Indeed, even without Ray McDonald, who was a priority signing to be one of the starters anchoring the defensive line, the Bears arguably are better equipped to run the intended 3-4 of 2015 than they were to operate the 4-3 of the past two seasons. They’re certainly better coached.

They may begin 2015 with Shea McClellin or Jeremiah Ratliff as the only starters from the 2014 front seven to start 2015. Even that is far from guaranteed, and both McClellin and Ratliff would be in completely different positions from their previous assignments.

Myriad teams switching to 3-4 schemes have shown immediate improvements, without a settling-in year. The Bears should be another one of those.

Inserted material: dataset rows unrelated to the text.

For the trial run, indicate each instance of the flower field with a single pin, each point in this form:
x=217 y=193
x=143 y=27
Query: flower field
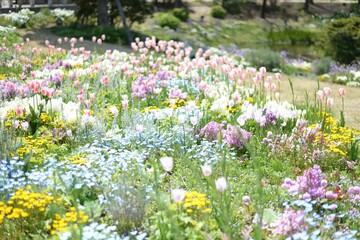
x=167 y=142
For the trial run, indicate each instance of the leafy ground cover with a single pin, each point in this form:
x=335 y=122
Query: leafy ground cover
x=158 y=144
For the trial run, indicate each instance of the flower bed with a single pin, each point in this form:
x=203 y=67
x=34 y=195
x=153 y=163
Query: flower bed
x=157 y=144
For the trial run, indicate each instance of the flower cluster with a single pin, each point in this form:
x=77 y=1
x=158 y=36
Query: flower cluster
x=70 y=219
x=25 y=203
x=232 y=135
x=196 y=203
x=309 y=186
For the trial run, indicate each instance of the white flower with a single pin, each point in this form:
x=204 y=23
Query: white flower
x=167 y=163
x=114 y=111
x=139 y=128
x=177 y=195
x=194 y=120
x=181 y=118
x=221 y=184
x=25 y=125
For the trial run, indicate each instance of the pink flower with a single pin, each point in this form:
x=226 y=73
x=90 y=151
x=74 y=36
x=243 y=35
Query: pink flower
x=125 y=103
x=177 y=195
x=104 y=80
x=92 y=97
x=278 y=76
x=342 y=92
x=206 y=169
x=246 y=200
x=262 y=71
x=167 y=163
x=139 y=128
x=25 y=126
x=221 y=184
x=114 y=111
x=327 y=91
x=19 y=111
x=330 y=102
x=320 y=95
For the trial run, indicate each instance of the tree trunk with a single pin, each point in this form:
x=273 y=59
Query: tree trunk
x=307 y=5
x=122 y=15
x=102 y=12
x=263 y=9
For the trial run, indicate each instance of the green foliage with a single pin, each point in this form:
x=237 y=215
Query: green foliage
x=294 y=35
x=181 y=13
x=113 y=35
x=134 y=10
x=344 y=39
x=263 y=58
x=322 y=65
x=8 y=142
x=218 y=12
x=233 y=6
x=168 y=20
x=41 y=19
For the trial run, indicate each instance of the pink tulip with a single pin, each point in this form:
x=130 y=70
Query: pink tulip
x=342 y=92
x=330 y=102
x=320 y=95
x=327 y=91
x=19 y=111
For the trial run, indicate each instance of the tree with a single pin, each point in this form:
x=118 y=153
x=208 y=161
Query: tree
x=102 y=13
x=263 y=9
x=134 y=10
x=122 y=15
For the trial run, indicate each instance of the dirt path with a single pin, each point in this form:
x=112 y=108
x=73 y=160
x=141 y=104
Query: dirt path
x=300 y=84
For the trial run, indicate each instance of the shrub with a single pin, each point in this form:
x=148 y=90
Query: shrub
x=322 y=65
x=113 y=35
x=263 y=58
x=168 y=20
x=181 y=13
x=218 y=12
x=343 y=39
x=233 y=6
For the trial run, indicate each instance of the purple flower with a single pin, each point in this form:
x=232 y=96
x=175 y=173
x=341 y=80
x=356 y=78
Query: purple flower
x=291 y=222
x=311 y=184
x=211 y=130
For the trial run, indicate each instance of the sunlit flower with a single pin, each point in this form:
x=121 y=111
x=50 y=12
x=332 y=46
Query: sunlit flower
x=177 y=195
x=221 y=184
x=167 y=163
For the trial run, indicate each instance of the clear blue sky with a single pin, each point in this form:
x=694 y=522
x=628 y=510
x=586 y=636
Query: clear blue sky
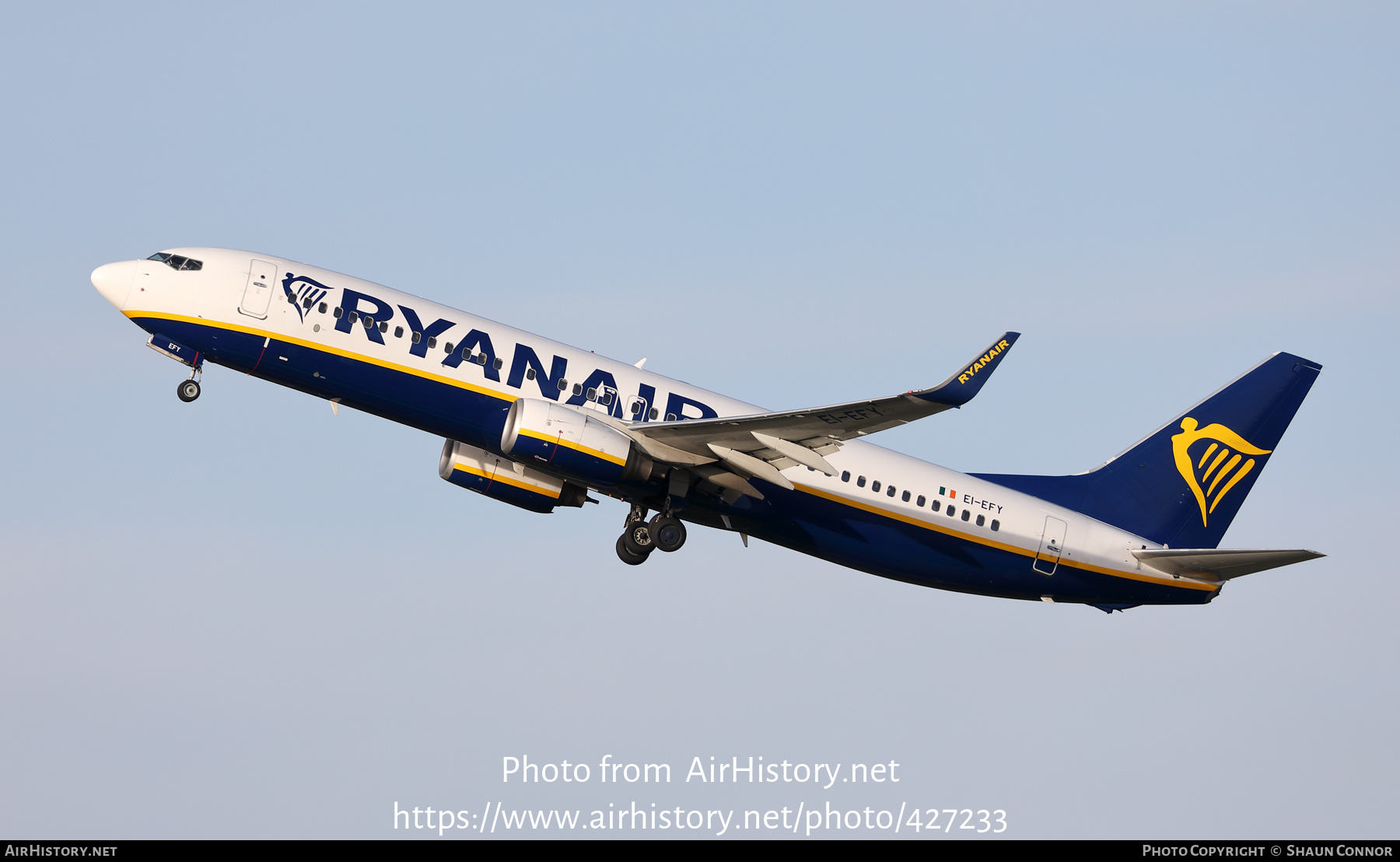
x=250 y=618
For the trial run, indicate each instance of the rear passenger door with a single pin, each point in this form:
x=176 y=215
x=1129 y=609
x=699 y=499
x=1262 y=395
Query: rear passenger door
x=1052 y=545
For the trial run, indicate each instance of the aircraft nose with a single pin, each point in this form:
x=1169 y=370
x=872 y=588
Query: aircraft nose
x=114 y=282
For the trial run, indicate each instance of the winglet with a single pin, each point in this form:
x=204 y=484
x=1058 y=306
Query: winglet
x=964 y=385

For one thing, the Bears should benefit from a bit of a “sneak-up” factor; they’ll be running a defense that Green Bay, Arizona and Seattle (the first three opponents) haven’t ever seen them operate.

And even if teams have seen some film on the 3-4 Bears, “you can’t really scheme [coordinator Vic Fangio’s] defense because you really don’t know what guy is coming,” said linebacker Pernell McPhee, the key first free-agent target in the makeover. “He’s got us playing where you don’t know who’s rushing, who’s dropping.

“In Baltimore you always knew, ‘Suggs is coming’ or ‘I’m coming or dropping.’ It’s just different and more creative.”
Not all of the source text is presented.